Is it open if it doesn't include the training data? Genuine question - I am not familiar enough with the terms and technology to know. But my understanding is the weights is just a more or less static collection of data that has been (to paraphrase Ted Chiang) lossily compressed from the actual raw training data.
Without the training data to thoroughly evaluate what is in there, the only way you can figure it out is through experimentation - e.g. running it up in a chatbot and asking it questions.
Is this roughly correct or am I misunderstanding what you can do with the weights?
Like most LLM's today, Grok-1 was pre-trained by xAI on a variety of text data from publicly available sources from the Internet up to Q3 2023 and data sets reviewed and curated by AI Tutors who are human reviewers. Grok-1 has not been pre-trained on X data (including public X posts)"
I am not sure what open source models are accomplishing another than killing the lead from the competition (openai), only to give it to someone else who has expertise in the area of distribution. This will be yet another good addition to systems like Amazon BedRock.
Many of the recent innovations in both LLM architecture and inference were only made possible through open models such as Llama 2 and Mistral 7B as a starting point for iteration and refinement, which in turn backpropagates (heh) back to the LLMs developers.
It's a win-win for everyone. That's the power of open source.
Well, look at the history. Google had an insurmountable lead, so Elon started OpenAI. Now OpenAI has an insurmountable lead too. So everyone else is starting in third place, or lower. David versus two Goliaths. If you try to become a third Goliath, you'll probably just get smashed. You're later to the game. In this situation, going scorched earth becomes a viable strategy. Slay the Goliaths. Become a hero to the masses. Attract the world's best talent who don't want to be associated with proprietary models. At that point you have a world class AI business with momentum towards AGI. And even if you're giving away last year's technology for free, the team you built is churning out new ideas that could be a financial bonanza one day. Shareholders are willing to pay for a long-term bet if the story is good.
I haven't seen anything about the larger architecture, but I think the value of grok is going to come from it's cheap access to twitter data for RAG etc.

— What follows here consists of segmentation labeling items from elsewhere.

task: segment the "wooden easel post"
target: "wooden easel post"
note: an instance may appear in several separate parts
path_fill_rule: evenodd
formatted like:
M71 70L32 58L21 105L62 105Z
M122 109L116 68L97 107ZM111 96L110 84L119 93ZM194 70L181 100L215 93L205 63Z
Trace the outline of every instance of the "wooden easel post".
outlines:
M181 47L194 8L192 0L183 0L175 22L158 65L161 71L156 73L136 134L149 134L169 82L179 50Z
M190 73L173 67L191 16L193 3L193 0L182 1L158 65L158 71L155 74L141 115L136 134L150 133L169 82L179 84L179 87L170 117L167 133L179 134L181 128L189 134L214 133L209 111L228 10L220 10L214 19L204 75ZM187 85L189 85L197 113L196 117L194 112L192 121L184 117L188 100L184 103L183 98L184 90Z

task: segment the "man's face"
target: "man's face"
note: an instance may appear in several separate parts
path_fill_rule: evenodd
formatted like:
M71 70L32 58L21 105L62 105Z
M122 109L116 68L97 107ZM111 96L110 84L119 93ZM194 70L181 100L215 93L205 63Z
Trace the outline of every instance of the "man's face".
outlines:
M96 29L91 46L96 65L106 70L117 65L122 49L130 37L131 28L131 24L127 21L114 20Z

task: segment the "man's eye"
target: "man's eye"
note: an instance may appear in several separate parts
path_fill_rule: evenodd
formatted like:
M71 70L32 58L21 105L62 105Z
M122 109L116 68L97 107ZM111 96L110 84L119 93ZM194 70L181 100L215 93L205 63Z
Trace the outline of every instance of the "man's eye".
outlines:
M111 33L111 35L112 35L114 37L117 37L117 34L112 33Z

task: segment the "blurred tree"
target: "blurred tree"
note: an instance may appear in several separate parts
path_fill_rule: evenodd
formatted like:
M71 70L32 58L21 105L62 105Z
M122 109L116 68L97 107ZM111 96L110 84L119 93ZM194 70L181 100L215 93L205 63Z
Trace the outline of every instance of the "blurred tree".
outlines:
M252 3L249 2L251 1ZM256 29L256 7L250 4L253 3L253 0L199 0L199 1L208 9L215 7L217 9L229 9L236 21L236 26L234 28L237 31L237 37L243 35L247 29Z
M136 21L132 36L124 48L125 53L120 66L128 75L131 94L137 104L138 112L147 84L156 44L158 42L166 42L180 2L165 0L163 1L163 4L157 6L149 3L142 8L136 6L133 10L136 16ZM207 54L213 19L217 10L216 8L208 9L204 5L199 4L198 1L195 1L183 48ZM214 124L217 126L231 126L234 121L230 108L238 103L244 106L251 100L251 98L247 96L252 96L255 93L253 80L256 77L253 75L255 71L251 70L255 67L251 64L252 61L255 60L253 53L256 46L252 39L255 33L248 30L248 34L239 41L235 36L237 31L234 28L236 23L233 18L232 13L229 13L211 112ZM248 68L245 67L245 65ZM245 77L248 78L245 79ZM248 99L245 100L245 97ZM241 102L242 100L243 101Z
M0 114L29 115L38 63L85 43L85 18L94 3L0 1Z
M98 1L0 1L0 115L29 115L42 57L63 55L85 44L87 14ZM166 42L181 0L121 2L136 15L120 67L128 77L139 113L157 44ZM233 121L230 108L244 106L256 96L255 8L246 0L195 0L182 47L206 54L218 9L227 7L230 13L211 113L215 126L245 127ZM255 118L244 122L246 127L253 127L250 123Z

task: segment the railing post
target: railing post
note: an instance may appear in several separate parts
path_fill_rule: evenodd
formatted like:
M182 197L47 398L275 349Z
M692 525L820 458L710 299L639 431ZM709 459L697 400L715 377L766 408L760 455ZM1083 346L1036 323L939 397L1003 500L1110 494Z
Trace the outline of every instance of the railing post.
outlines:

You mean, like immediately responding to Ukraine's plea for Starlink and funding it on his own for months? So much so, that in February 2023 its government called Musk "one of the biggest private donors of our future victory"? <https://www.pravda.com.ua/eng/news/2023/02/9/7388696/>
Honestly the most interesting part is taking a peek at the kind of AI researcher working for Twitter after the objectively messy layoffs and subsequent crunch. I notice neither of them has Twitter mentioned on their GitHub, which is prolly for the best to avoid harassment lol.
Code wise, excited to see if this could grow into anything! I think it’s pretty clear that Grok didn’t have nearly enough investment to be a top model so Elon “sacrificed” it on a whim in his schoolyard spat with OpenAI, but I’m not complaining. I’ve always took Elon on his word that he truly is worried about centralization of AI, and I don’t think any of the emails released by his schoolmate Altman dissuade me of that. So I have some reasonable hope that he uses some of his immense resources to start “fighting the good fight” here with Le Cun
If we just stop looking at Elon, he will lose his power. Why oh why do we keep giving him attention? There are plenty of great models out there that _aren't_ backed by maniacs.